- Directed by: Duccio Tessari
- Written by: Sergio Donati Luciano Vincenzoni
- Starring: Rod Steiger Rod Taylor
- Cinematography: Carlo Carlini
- Edited by: Mario Morra
- Music by: Riz Ortolani
- Distributed by: United Artists
- Release dates: 1973 (Italy); 1974 (UK);
- Running time: 105 minutes
- Countries: Italy France Spain
- Language: Italian
- Budget: $2,350,000

= The Heroes (1973 film) =

The Heroes (also known as Gli eroi, Les héros and Los héroes millonarios) is a 1973 Italian war-comedy film directed by Duccio Tessari.

== Cast ==
- Rod Steiger as Guenther von Lutz
- Rosanna Schiaffino as Katrin
- Rod Taylor as Bob Robson
- Claude Brasseur as Raphael Tilbaudet
- Terry-Thomas as John Cooper
- Gianni Garko as Schreiber
- Aldo Giuffrè as Spartaco Amore
- Ángel Aranda as Cowlich
- Nino Segurini as German soldier
- Miguel Bosé as German soldier
- Antonio Pica as Dietrich
- Lucia Bosé (cameo)

==Production==
Yul Brynner was announced to play the lead but pulled out.

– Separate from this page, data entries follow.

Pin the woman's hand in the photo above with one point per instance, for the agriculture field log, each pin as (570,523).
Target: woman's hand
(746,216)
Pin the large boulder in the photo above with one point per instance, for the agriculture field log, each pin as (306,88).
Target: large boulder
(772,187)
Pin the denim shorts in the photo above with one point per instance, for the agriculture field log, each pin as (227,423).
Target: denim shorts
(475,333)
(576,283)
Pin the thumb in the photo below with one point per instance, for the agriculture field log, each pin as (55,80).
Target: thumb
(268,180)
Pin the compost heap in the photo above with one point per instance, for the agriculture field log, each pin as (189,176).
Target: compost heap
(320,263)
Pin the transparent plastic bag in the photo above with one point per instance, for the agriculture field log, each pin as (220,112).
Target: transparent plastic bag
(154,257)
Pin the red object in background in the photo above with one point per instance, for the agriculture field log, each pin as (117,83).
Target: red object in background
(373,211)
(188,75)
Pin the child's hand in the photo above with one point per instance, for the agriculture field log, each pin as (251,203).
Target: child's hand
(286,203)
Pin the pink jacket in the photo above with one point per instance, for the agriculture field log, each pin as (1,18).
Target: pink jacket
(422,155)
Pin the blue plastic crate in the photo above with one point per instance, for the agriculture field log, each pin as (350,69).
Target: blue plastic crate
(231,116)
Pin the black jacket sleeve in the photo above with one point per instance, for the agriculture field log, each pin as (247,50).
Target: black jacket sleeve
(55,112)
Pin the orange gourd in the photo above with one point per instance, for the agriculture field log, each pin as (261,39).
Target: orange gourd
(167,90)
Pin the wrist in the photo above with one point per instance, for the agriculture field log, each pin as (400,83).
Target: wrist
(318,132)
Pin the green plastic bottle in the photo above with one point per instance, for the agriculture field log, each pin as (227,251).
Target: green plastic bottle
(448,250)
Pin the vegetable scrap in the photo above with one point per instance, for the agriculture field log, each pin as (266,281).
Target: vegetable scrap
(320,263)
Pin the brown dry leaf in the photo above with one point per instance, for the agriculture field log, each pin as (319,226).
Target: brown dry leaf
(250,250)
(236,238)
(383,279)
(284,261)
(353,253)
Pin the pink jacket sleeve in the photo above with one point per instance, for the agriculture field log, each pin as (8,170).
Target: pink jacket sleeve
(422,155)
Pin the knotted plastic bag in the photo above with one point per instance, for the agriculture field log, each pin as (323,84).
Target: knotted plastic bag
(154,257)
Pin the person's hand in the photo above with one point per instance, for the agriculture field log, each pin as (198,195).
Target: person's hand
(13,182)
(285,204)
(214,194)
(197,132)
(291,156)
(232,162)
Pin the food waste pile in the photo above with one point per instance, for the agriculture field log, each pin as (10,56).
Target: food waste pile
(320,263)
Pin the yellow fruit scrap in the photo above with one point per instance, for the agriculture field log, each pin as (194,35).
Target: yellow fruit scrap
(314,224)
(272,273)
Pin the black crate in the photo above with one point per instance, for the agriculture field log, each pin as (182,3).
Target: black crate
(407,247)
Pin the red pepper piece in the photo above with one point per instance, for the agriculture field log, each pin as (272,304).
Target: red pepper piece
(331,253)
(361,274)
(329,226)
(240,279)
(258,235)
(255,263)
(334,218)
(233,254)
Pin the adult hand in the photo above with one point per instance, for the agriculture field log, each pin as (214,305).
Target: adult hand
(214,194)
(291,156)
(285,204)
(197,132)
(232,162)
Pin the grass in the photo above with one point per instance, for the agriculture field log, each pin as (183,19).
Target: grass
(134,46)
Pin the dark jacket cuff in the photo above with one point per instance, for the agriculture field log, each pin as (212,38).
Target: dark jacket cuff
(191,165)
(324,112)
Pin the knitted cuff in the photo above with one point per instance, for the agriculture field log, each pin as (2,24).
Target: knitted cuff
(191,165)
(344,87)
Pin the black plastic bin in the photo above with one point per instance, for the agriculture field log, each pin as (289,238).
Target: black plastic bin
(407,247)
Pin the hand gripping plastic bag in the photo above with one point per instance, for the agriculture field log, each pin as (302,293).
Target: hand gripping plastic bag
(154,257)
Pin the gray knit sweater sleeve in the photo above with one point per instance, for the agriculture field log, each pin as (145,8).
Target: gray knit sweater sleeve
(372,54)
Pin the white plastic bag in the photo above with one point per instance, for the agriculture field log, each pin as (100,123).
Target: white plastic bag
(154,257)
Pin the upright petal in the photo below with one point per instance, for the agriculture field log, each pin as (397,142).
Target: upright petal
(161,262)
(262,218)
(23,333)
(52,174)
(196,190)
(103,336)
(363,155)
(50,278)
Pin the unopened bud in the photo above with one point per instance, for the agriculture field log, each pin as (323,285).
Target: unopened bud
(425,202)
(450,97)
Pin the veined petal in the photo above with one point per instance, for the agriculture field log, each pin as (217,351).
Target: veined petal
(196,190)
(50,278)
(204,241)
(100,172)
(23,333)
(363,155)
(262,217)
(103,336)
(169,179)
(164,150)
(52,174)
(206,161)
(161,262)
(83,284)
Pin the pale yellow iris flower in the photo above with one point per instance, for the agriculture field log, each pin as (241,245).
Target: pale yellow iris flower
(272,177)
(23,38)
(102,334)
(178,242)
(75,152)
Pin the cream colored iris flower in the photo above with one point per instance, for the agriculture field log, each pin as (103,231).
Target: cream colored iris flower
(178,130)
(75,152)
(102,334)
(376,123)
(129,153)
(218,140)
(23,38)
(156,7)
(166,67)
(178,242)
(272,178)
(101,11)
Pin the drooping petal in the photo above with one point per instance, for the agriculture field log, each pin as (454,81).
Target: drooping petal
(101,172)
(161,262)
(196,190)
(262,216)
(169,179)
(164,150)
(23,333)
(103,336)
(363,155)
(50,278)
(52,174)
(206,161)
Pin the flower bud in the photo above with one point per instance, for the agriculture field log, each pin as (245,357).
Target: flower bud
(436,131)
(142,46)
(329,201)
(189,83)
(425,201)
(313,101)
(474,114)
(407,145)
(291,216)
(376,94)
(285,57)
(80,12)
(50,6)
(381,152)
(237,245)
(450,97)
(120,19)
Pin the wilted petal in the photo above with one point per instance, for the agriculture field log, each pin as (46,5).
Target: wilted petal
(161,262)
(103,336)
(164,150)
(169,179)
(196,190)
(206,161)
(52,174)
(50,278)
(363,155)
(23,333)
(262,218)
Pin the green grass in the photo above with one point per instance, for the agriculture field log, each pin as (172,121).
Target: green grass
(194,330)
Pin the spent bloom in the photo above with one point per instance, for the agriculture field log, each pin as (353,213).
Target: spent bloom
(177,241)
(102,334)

Part of the film production was done in the Egyptian Western Desert, several miles near the pyramid of Mydoom. A small Carson City, Nevada was built with river Nile mud on a woven reed and palm baskets but looked authentic from a distance. The city was full scale at the entrance but half-scale behind it.